Schwartz takes Tipton’s fire over coal
Former State Sen. Gail Schwartz, the challenger to U.S. Rep. Scott Tipton, R-Colo., portrayed him Saturday as “part of the problem” in a do-nothing Congress, then agreed with him on the plan to pipe natural gas from Colorado to Oregon and praised his handling of forest-health issues.
Schwartz, a Democrat from Crested Butte, and Tipton, a Republican from Cortez, faced off in a debate before the Western Slope lobbying and promotional organization Club 20 to represent the 3rd Congressional District, which includes 39 counties on the Western Slope and much of southern Colorado.
Schwartz, 67, who served two terms in the state Senate ending in 2015, cited a bipartisan record there, “While Rep. Tipton spent his time in Washington shutting down the government.”
The 3rd Congressional District doesn’t “need bridge burners, they actually need bridge builders,” Schwartz said.
Tipton, 59, retorted that he passed all his measures with bipartisan support and blamed the Senate for failing to pass House measures and place them on the president’s desk.
“You maybe need to be running against Bennet,” Tipton said, referring to Sen. Michael Bennet, a Democrat who has been in the Senate during the time that Tipton has been in the House.
Schwartz committed to support the Jordan Cove project, which includes a pipeline that would connect the Piceance Basin of northwest Colorado with Oregon and then carry natural gas to Pacific Rim customers.
“I appreciate Gail’s support of my legislation,” Tipton said.
The two had different approaches on other energy-related issues, as well as immigration and Social Security.
State legislation supported by Schwartz has harmed business and contributed to the problems of the coal industry, Tipton said.

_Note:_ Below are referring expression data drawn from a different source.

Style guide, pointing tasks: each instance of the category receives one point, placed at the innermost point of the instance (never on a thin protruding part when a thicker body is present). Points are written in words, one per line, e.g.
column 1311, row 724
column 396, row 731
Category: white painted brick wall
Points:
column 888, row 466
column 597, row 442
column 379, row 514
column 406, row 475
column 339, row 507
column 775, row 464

“Do you know how much your fuel bills have gone up?” Tipton said. “Part of it was her legislation.”
Many of the coal-mining job losses in the North Fork of the Gunnison River Valley were because of a mine fire, and “I showed up when one of the mines was on fire,” Schwartz said.
“I do apologize,” she said in referring to the frustrations of the coal industry in the North Fork.
Schwartz cited her support for “Dreamers,” or young people brought to the United States as children.
“Those are our future,” she said, calling for reforms.
“There is a remarkable work force living among us in the shadows. We know that industries including agriculture are in need of help and support.”
Both candidates said they supported Social Security.
“Young people today don’t believe it will be there for them,” Tipton said.
“We have to stop balancing the budget on the backs of our children,” Schwartz said. “We need to balance it on the backs of the corporate citizens, especially those who are shipping jobs out of this country.”
Schwartz criticized the Republican-controlled Congress for failing to move a bill to fund efforts against the Zika virus, and Tipton said Schwartz had been of no support when the federal government demanded water rights from ski areas.
“I protected the ski industry,” Tipton said. “You weren’t there, I was.”